Reputation: 1
Hi,guys:
I can use POS tagger to tag segmented Chinese text by calling the method
MaxentTagger.tokenizeText(Reader r)
but now I want to tag original Chinsese text just not segmented, I know the method
MaxentTagger.tokenizeText(Reader r,TokenizerFactory tokenizerFactory)
can do this, but TokenizerFactory is an interface, some subclass implementing it, how to call the method, can someone give some suggestions or examples? Thanks.
Upvotes: 0
Views: 249
Reputation: 9450
At present, the probabilistic sequence model word segmenters don't implement the TokenizerFactory interface, only the rule-based tokenizers ... though maybe this should be changed.
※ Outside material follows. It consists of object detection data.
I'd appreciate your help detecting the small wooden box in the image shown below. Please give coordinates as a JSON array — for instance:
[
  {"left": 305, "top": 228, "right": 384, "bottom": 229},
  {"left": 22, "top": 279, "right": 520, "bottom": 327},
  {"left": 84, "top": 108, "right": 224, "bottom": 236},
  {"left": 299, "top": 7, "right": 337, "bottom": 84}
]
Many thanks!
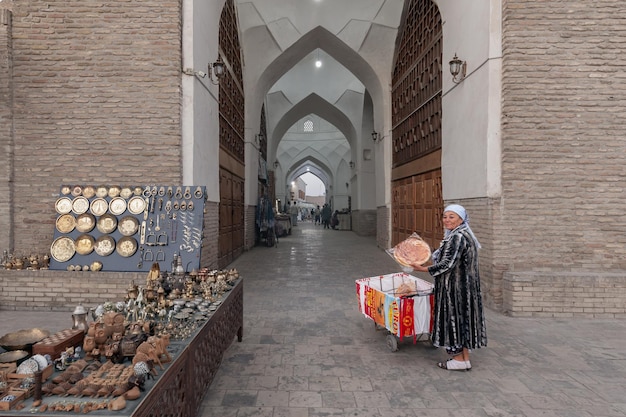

What you need to do is to run the Stanford Word Segmenter to break the original Chinese text into words. This means calling the CRFClassifier class with the appropriate model and properties. The output of this will be a List<CoreLabel>
(for a sentence) or a List<List<CoreLabel>>
(for a document). These can be fed into the tagger with the List<TaggedWord> apply(List<? extends HasWord> in)
or void tagCoreLabels(List<CoreLabel> sentence)
methods.
Or you might find it easier to use StanfordCoreNLP to connect the pieces together. It works with Chinese if you download the Chinese models jar available at http://nlp.stanford.edu/software/corenlp.shtml#History
Upvotes: 1